Extended Data Figure 8 Latitudinal gradient in speciation rate for cell assemblages inferred from occurrence data.
Cell assemblages (n = 843) and species latitudinal midpoints were inferred from a non-redundant merge of four primary occurrence-based biodiversity databases (GBIF, OBIS, Fishnet2 and VertNet). a, λBAMM for cell assemblages as a function of latitude. b, λDR as a function of latitude. c, SAR spatial error models for the effects of absolute latitude on mean speciation rates for grid cells. AIC1 is a linear model with a single slope and intercept term; AIC2 is the corresponding AIC for a breakpoint model that assumes no relationship (slope = 0) between absolute latitude and speciation rate for all values below some threshold, and a linear relationship for latitudes that exceed the threshold.
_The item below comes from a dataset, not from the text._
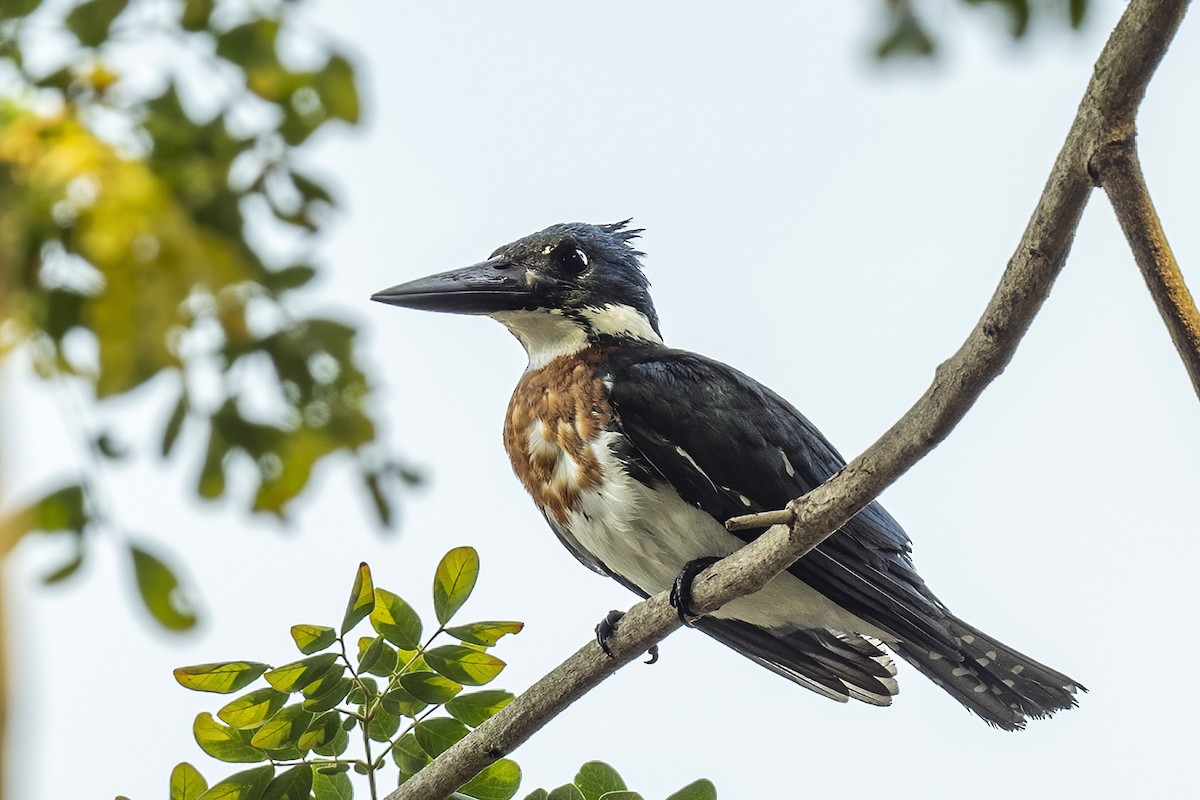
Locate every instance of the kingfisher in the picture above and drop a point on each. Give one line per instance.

All other column headings as in Extended Data Fig. 2g. Results indicate a strong effect of latitude on speciation rate and are nearly identical to results obtained using the dataset of the primary map. d, Effects of absolute latitudinal midpoint for individual taxa on corresponding tip speciation rates, as assessed using FiSSE. Each row gives the results of FiSSE using a different threshold for classifying lineages as tropical and temperate. λ0 and λ1 denote estimated speciation rates (similar to λDR) for tropical and temperate lineages, respectively. All column headings are identical to those shown in Extended Data Table 1. Results are nearly identical to those obtained using explicit range reconstructions and reveal a pervasive effect of latitude on lineage-level speciation rates, regardless of the threshold used to classify species.
Extended Data Fig. 9 Additional checks of statistical robustness.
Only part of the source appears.